There are several limitations to this preliminary study. First, the number of study subjects was limited, and although data augmentation was performed to increase the size of the training cohort, it was still difficult to observe a robust outcome. However, the deep neural network has achieved good performance in many clinical medical applications, both with large and relatively small sample sizes [10, 32, 33]. Second, the input data type was 2D and not 3D in the DL model. 3D deep learning requires significantly higher computation power than sequential 2D image analyses. A further study with the differences between 2D and 3D models of DL in predicting KRAS mutations in CRC will need to be undertaken. Third, our study analyzed the KRAS gene status of only the RAS-RAF-MAPK pathway. The V-raf murine sarcoma viral oncogene homolog B (BRAF) mutation is another marker of anti-EGFR resistance in non-first-line treatment of metastatic CRC. We did not accumulate enough BRAF mutation cases because of its low prevalence in CRC. Fourth, we included only a single-center cohort with an internal testing set.

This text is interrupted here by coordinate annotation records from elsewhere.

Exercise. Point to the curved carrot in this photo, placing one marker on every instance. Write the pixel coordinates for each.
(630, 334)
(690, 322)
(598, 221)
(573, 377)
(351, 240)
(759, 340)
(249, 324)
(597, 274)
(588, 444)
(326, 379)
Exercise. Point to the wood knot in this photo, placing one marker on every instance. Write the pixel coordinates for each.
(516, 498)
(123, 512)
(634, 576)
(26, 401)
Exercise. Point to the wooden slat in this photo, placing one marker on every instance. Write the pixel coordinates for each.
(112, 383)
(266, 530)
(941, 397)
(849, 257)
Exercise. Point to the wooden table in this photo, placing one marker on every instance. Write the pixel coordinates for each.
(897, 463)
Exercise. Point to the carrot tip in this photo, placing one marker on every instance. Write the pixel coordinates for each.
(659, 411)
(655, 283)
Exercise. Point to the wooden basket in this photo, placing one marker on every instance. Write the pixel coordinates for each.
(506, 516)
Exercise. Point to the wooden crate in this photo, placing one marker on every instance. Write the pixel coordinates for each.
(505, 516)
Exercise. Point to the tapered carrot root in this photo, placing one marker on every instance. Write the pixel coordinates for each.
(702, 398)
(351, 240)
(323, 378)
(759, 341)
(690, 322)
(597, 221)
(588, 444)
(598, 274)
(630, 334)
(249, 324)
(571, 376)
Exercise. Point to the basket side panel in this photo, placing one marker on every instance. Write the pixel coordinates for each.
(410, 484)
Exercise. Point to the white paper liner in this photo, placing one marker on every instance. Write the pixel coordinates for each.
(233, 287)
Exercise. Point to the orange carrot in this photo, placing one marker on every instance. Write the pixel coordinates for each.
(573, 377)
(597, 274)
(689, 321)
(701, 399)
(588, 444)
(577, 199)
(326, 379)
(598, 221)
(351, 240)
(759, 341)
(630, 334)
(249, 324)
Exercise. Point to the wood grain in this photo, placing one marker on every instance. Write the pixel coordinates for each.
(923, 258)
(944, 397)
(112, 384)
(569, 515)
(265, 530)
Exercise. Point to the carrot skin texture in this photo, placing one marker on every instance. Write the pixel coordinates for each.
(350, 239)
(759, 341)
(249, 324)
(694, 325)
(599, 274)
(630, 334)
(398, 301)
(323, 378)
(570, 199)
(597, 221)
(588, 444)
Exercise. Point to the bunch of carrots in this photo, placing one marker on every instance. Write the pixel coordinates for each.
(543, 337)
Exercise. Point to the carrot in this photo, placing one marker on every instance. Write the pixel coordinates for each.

In the future, large, multi-center cohorts should be recruited for evaluation.

Conclusions

The aim of the present research was to develop and evaluate a DL model on contrast-enhanced CT before treatment to noninvasively predict the KRAS status in CRC. We also explored a radiomics model with RFC to compare with the DL model (ResNet). The notable findings of our study can be summarized as follows:

(1) Computerized assessment of the pre-treatment CT images of CRC patients using DL has the potential to precisely predict KRAS mutations. (2) The 2D ResNet model in the axial direction reached the higher AUC value compared with the coronal and sagittal direction. (3) The continuous expansion of the input size with surrounding tissues limited the performance of the ResNet model. (4) CT-based DP model may reach the predictive level of the radiomics model in predicting the KRAS mutation status of CRC patients, while the DL can simplify the multi-step pipeline of the conventional radiomics method.However, there are still several limitations in the DL research field, including the insufficient number of patients, and further studies should be performed to optimize and verify its utility.